Performance-Related Changes
JDK 8 also introduced important changes at the JVM level beyond the API improvements.
PermGen to Metaspace: The legacy PermGen area was removed and replaced with Metaspace, which uses native memory. This eliminated the infamous OutOfMemoryError: PermGen space error in large-scale applications with extensive class metadata.
Fork/Join Improvements: The work distribution algorithm of the Fork/Join framework used internally by parallelStream() was optimized, improving the performance of parallel streams.
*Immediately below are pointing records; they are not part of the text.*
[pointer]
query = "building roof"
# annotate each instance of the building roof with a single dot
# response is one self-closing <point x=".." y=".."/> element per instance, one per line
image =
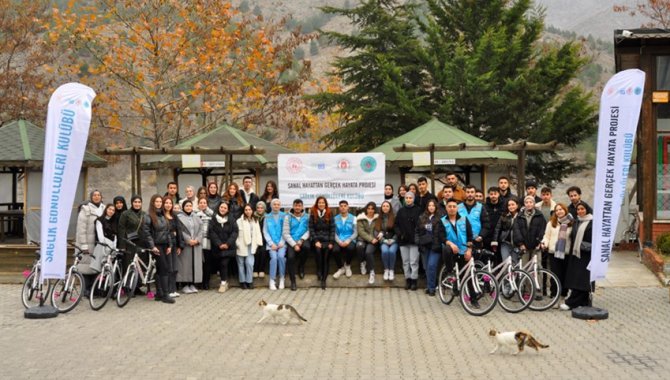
<point x="439" y="133"/>
<point x="22" y="145"/>
<point x="223" y="136"/>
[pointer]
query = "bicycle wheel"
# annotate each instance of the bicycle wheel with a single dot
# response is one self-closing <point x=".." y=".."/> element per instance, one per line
<point x="67" y="293"/>
<point x="127" y="289"/>
<point x="479" y="297"/>
<point x="548" y="292"/>
<point x="446" y="286"/>
<point x="516" y="292"/>
<point x="32" y="296"/>
<point x="101" y="290"/>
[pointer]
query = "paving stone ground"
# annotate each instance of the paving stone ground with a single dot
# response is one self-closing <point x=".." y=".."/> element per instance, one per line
<point x="350" y="333"/>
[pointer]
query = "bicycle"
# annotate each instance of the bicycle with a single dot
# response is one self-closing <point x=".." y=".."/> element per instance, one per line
<point x="136" y="270"/>
<point x="35" y="291"/>
<point x="540" y="276"/>
<point x="476" y="288"/>
<point x="516" y="290"/>
<point x="109" y="278"/>
<point x="68" y="291"/>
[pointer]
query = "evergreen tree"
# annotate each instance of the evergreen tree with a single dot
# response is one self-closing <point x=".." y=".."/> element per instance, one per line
<point x="313" y="48"/>
<point x="491" y="77"/>
<point x="381" y="76"/>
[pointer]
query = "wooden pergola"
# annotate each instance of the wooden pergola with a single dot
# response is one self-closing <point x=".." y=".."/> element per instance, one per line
<point x="518" y="147"/>
<point x="136" y="154"/>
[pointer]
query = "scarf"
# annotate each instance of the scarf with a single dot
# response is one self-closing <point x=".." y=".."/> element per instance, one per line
<point x="222" y="219"/>
<point x="583" y="223"/>
<point x="562" y="236"/>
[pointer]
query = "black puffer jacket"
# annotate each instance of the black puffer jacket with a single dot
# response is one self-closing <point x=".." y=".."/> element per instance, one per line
<point x="321" y="230"/>
<point x="225" y="233"/>
<point x="405" y="224"/>
<point x="158" y="234"/>
<point x="531" y="234"/>
<point x="131" y="221"/>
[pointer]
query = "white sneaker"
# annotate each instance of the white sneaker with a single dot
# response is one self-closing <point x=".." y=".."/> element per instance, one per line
<point x="338" y="273"/>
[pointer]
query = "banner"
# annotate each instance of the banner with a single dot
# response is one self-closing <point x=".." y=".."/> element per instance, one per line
<point x="620" y="105"/>
<point x="68" y="121"/>
<point x="358" y="178"/>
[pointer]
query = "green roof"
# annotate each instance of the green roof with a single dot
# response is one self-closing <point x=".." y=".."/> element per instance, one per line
<point x="222" y="136"/>
<point x="22" y="145"/>
<point x="440" y="134"/>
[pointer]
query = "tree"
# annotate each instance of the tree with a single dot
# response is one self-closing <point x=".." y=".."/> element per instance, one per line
<point x="489" y="75"/>
<point x="381" y="77"/>
<point x="167" y="70"/>
<point x="658" y="11"/>
<point x="25" y="79"/>
<point x="476" y="64"/>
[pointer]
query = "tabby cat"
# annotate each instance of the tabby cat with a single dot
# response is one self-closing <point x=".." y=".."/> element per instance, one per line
<point x="282" y="312"/>
<point x="515" y="338"/>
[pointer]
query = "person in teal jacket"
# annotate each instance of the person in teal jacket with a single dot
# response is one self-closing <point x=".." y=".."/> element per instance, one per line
<point x="275" y="243"/>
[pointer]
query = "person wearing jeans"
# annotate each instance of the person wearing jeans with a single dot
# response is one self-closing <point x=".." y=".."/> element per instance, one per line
<point x="387" y="244"/>
<point x="405" y="226"/>
<point x="248" y="240"/>
<point x="296" y="234"/>
<point x="367" y="238"/>
<point x="345" y="237"/>
<point x="275" y="243"/>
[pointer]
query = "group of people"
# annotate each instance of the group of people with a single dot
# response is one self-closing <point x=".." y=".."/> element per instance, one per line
<point x="201" y="233"/>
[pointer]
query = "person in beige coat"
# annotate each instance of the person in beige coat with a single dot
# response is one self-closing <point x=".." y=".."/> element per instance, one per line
<point x="248" y="240"/>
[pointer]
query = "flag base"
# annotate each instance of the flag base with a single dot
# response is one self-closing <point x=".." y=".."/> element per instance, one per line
<point x="40" y="312"/>
<point x="590" y="312"/>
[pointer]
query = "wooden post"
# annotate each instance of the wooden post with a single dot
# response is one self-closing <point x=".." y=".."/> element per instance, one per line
<point x="521" y="171"/>
<point x="133" y="176"/>
<point x="647" y="148"/>
<point x="138" y="176"/>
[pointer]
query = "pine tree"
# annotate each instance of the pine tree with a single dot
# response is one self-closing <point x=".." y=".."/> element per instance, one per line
<point x="490" y="76"/>
<point x="381" y="76"/>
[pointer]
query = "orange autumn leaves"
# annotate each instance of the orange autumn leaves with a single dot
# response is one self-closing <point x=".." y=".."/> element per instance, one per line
<point x="166" y="70"/>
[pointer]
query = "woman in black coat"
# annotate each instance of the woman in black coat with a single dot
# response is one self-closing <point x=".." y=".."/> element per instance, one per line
<point x="156" y="231"/>
<point x="322" y="236"/>
<point x="529" y="228"/>
<point x="578" y="277"/>
<point x="223" y="233"/>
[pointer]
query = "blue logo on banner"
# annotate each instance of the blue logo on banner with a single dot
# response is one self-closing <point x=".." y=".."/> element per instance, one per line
<point x="368" y="164"/>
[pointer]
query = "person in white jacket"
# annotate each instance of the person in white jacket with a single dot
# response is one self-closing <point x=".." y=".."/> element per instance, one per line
<point x="556" y="242"/>
<point x="248" y="240"/>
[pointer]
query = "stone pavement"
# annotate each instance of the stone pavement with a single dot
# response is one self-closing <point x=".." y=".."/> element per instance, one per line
<point x="351" y="333"/>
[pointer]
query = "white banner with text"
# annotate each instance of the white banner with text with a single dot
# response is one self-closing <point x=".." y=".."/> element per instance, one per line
<point x="68" y="121"/>
<point x="358" y="178"/>
<point x="620" y="105"/>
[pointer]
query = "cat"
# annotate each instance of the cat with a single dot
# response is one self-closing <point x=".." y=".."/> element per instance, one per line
<point x="283" y="311"/>
<point x="515" y="338"/>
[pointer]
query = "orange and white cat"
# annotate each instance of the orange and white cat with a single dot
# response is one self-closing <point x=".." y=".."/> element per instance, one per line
<point x="517" y="339"/>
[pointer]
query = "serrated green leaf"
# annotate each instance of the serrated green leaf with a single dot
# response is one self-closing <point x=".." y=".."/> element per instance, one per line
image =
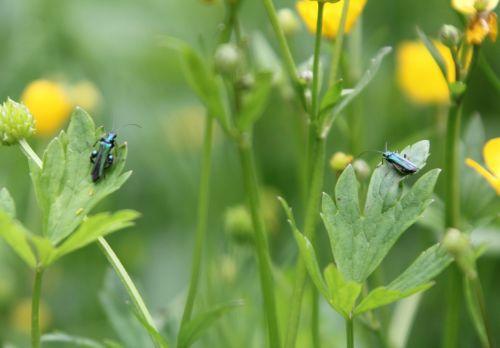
<point x="202" y="80"/>
<point x="64" y="189"/>
<point x="367" y="77"/>
<point x="343" y="293"/>
<point x="198" y="325"/>
<point x="94" y="227"/>
<point x="436" y="55"/>
<point x="361" y="241"/>
<point x="255" y="101"/>
<point x="415" y="278"/>
<point x="307" y="253"/>
<point x="7" y="203"/>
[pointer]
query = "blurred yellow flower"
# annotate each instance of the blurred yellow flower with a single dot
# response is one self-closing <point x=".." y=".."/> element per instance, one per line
<point x="482" y="19"/>
<point x="491" y="154"/>
<point x="419" y="75"/>
<point x="20" y="318"/>
<point x="308" y="10"/>
<point x="85" y="95"/>
<point x="49" y="103"/>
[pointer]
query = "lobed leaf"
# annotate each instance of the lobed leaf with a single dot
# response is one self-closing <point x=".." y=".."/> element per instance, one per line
<point x="360" y="241"/>
<point x="415" y="278"/>
<point x="64" y="189"/>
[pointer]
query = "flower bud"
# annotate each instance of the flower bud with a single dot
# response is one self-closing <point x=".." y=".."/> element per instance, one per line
<point x="288" y="21"/>
<point x="339" y="161"/>
<point x="227" y="58"/>
<point x="449" y="35"/>
<point x="361" y="168"/>
<point x="16" y="122"/>
<point x="238" y="224"/>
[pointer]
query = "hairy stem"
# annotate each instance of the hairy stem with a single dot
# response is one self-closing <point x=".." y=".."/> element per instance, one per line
<point x="201" y="227"/>
<point x="260" y="238"/>
<point x="129" y="285"/>
<point x="35" y="308"/>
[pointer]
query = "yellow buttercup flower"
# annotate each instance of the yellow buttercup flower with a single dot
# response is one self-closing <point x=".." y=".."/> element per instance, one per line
<point x="491" y="154"/>
<point x="482" y="19"/>
<point x="308" y="10"/>
<point x="419" y="75"/>
<point x="49" y="103"/>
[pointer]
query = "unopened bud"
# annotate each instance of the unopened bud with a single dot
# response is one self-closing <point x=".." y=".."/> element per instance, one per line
<point x="288" y="21"/>
<point x="227" y="58"/>
<point x="449" y="35"/>
<point x="339" y="161"/>
<point x="16" y="122"/>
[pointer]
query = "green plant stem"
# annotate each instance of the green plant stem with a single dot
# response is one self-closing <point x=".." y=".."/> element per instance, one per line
<point x="35" y="308"/>
<point x="452" y="214"/>
<point x="129" y="285"/>
<point x="286" y="54"/>
<point x="201" y="227"/>
<point x="260" y="238"/>
<point x="349" y="330"/>
<point x="315" y="170"/>
<point x="112" y="258"/>
<point x="478" y="292"/>
<point x="339" y="43"/>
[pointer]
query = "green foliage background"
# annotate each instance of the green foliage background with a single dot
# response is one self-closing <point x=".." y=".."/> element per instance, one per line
<point x="117" y="45"/>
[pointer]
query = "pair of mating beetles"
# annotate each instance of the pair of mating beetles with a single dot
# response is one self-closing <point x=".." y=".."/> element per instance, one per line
<point x="102" y="158"/>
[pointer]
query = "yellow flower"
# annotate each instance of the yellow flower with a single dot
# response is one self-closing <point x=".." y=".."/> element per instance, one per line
<point x="491" y="154"/>
<point x="482" y="19"/>
<point x="49" y="104"/>
<point x="308" y="10"/>
<point x="419" y="75"/>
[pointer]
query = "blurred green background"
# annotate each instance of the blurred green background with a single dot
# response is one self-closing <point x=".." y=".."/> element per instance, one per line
<point x="117" y="46"/>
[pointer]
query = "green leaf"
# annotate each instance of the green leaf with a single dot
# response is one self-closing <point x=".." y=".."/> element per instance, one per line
<point x="307" y="253"/>
<point x="7" y="203"/>
<point x="415" y="278"/>
<point x="202" y="79"/>
<point x="359" y="240"/>
<point x="64" y="189"/>
<point x="31" y="248"/>
<point x="343" y="293"/>
<point x="198" y="325"/>
<point x="436" y="55"/>
<point x="367" y="77"/>
<point x="255" y="101"/>
<point x="331" y="97"/>
<point x="94" y="227"/>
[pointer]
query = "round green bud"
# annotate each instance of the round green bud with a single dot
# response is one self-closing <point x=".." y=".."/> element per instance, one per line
<point x="227" y="58"/>
<point x="288" y="21"/>
<point x="238" y="224"/>
<point x="449" y="35"/>
<point x="16" y="122"/>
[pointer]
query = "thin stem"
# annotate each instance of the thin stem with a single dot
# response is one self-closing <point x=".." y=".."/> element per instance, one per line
<point x="261" y="246"/>
<point x="349" y="330"/>
<point x="129" y="285"/>
<point x="317" y="53"/>
<point x="35" y="308"/>
<point x="201" y="227"/>
<point x="478" y="292"/>
<point x="28" y="151"/>
<point x="315" y="172"/>
<point x="286" y="54"/>
<point x="339" y="42"/>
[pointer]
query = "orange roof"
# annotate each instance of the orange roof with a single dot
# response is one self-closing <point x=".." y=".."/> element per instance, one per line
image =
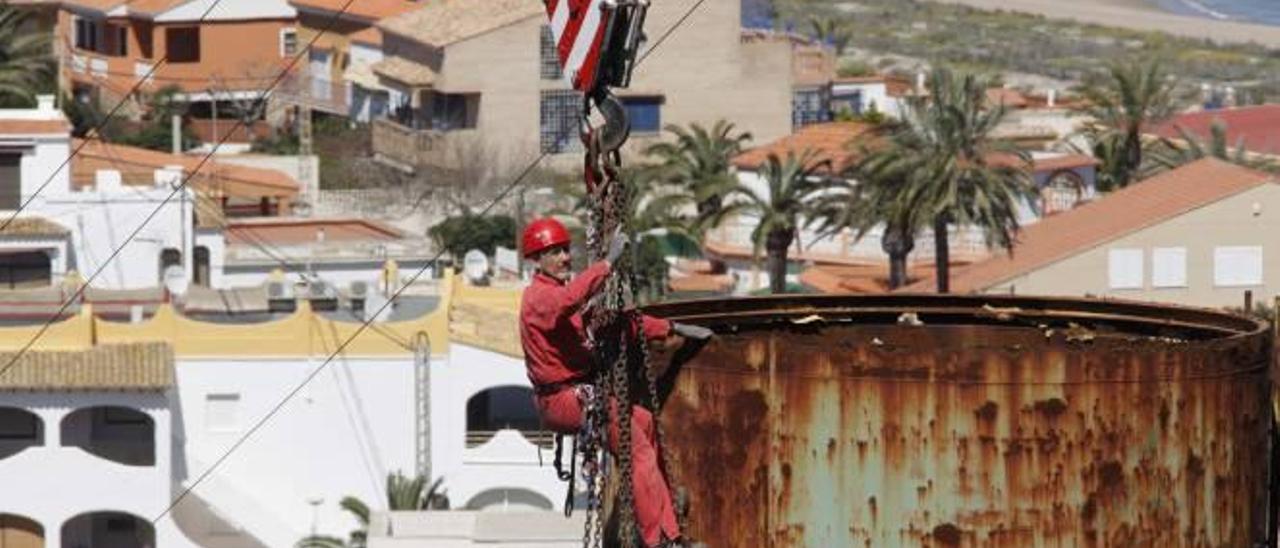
<point x="1141" y="205"/>
<point x="35" y="127"/>
<point x="831" y="141"/>
<point x="371" y="36"/>
<point x="284" y="231"/>
<point x="856" y="278"/>
<point x="140" y="164"/>
<point x="702" y="283"/>
<point x="1010" y="99"/>
<point x="366" y="9"/>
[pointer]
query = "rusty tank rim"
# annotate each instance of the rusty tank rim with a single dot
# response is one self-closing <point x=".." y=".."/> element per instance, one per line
<point x="1133" y="318"/>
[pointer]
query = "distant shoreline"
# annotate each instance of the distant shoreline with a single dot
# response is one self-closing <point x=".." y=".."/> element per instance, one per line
<point x="1137" y="14"/>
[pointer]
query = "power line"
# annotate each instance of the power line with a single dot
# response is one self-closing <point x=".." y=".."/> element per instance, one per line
<point x="182" y="187"/>
<point x="99" y="127"/>
<point x="365" y="324"/>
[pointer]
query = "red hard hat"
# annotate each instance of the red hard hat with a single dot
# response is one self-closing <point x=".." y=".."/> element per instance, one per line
<point x="543" y="233"/>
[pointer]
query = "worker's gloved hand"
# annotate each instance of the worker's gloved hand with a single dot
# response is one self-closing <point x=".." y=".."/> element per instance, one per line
<point x="691" y="332"/>
<point x="617" y="246"/>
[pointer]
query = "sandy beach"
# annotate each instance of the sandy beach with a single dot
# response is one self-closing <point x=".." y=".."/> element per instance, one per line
<point x="1136" y="14"/>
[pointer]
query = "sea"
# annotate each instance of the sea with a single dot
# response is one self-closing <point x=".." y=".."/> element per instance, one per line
<point x="1266" y="12"/>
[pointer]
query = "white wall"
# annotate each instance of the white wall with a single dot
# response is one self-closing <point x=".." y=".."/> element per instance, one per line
<point x="53" y="484"/>
<point x="341" y="435"/>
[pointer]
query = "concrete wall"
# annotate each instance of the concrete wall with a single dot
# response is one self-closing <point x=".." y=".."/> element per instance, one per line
<point x="53" y="484"/>
<point x="1251" y="218"/>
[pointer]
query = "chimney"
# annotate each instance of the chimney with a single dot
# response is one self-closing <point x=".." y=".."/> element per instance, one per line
<point x="108" y="181"/>
<point x="45" y="104"/>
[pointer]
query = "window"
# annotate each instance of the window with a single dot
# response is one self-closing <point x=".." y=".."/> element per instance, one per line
<point x="222" y="412"/>
<point x="1169" y="266"/>
<point x="288" y="42"/>
<point x="809" y="106"/>
<point x="1238" y="266"/>
<point x="558" y="120"/>
<point x="86" y="33"/>
<point x="644" y="113"/>
<point x="182" y="45"/>
<point x="549" y="55"/>
<point x="10" y="181"/>
<point x="1124" y="269"/>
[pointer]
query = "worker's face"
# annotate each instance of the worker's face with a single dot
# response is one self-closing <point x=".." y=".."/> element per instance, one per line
<point x="556" y="263"/>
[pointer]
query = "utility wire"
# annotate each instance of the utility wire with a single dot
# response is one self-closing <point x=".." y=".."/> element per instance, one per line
<point x="177" y="188"/>
<point x="97" y="128"/>
<point x="365" y="324"/>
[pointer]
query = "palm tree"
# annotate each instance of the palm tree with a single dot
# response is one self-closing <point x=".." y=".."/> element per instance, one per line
<point x="1171" y="154"/>
<point x="403" y="493"/>
<point x="1121" y="104"/>
<point x="782" y="208"/>
<point x="698" y="160"/>
<point x="942" y="163"/>
<point x="26" y="58"/>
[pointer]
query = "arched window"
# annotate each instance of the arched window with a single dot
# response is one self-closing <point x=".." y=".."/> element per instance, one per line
<point x="508" y="499"/>
<point x="19" y="429"/>
<point x="118" y="434"/>
<point x="502" y="409"/>
<point x="109" y="529"/>
<point x="1063" y="192"/>
<point x="18" y="531"/>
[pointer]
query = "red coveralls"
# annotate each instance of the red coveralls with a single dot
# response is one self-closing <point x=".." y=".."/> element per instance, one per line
<point x="554" y="343"/>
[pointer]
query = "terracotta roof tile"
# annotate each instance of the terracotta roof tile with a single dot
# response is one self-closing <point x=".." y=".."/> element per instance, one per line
<point x="35" y="127"/>
<point x="141" y="366"/>
<point x="443" y="22"/>
<point x="831" y="141"/>
<point x="140" y="164"/>
<point x="1257" y="127"/>
<point x="366" y="9"/>
<point x="1120" y="213"/>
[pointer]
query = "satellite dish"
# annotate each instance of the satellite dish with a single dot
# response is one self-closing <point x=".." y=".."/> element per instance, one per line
<point x="176" y="279"/>
<point x="475" y="264"/>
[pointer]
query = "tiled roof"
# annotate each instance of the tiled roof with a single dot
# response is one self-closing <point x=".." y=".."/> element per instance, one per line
<point x="443" y="22"/>
<point x="33" y="225"/>
<point x="1115" y="215"/>
<point x="366" y="9"/>
<point x="284" y="231"/>
<point x="831" y="141"/>
<point x="33" y="127"/>
<point x="1257" y="127"/>
<point x="138" y="366"/>
<point x="405" y="71"/>
<point x="140" y="164"/>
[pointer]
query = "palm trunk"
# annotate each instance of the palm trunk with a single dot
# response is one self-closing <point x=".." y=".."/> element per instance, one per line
<point x="777" y="245"/>
<point x="899" y="245"/>
<point x="941" y="254"/>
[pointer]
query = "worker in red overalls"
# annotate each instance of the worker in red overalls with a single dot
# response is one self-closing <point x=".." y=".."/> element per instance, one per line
<point x="558" y="361"/>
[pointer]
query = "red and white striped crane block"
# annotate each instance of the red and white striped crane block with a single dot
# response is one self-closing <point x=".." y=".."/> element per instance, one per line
<point x="579" y="28"/>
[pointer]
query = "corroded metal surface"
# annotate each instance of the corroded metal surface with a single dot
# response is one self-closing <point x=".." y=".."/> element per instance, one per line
<point x="833" y="421"/>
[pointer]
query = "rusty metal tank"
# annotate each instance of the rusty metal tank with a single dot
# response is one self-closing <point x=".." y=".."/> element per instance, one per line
<point x="972" y="421"/>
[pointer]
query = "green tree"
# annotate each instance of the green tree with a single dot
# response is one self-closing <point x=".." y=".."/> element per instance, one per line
<point x="26" y="58"/>
<point x="699" y="160"/>
<point x="458" y="234"/>
<point x="403" y="493"/>
<point x="1170" y="154"/>
<point x="952" y="169"/>
<point x="785" y="205"/>
<point x="1120" y="104"/>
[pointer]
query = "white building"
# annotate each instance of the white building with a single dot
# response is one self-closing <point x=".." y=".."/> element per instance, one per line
<point x="443" y="393"/>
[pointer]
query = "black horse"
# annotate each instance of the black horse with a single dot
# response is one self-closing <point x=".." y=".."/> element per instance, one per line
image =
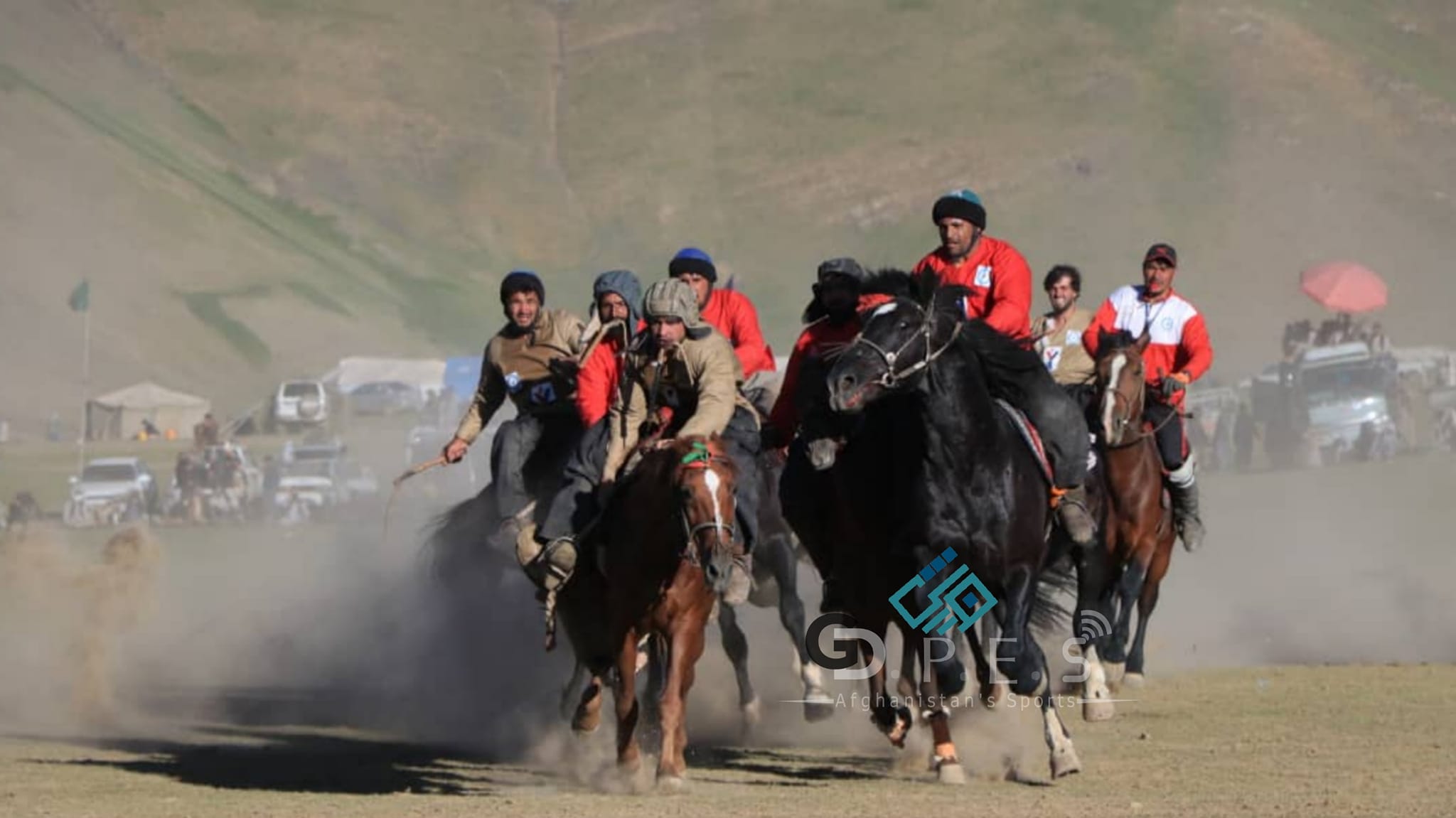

Nashorn JavaScript Engine: The Nashorn engine for running JavaScript on the JVM was introduced (later removed in JDK 15). At the time it was used for server-side scripting, but GraalVM has since taken over this role.
Summary
JDK 8 is a historic release that brought the functional programming paradigm to Java.
| Feature | Core Value |
|---|---|
| Lambda | Concise function passing, replaces anonymous classes |
| Stream API | Declarative data processing, easy parallelization |
| Optional | NPE prevention guaranteed through the type system |
| java.time | Immutable, thread-safe date handling |
| Metaspace | Eliminates PermGen OOM errors |
Java before and after JDK 8 can fairly be described as two different languages. Without lambdas and streams, modern Java code is neither readable nor writable. If you are not yet fully leveraging JDK 8 features, starting with Stream API and Optional in your production code is highly recommended.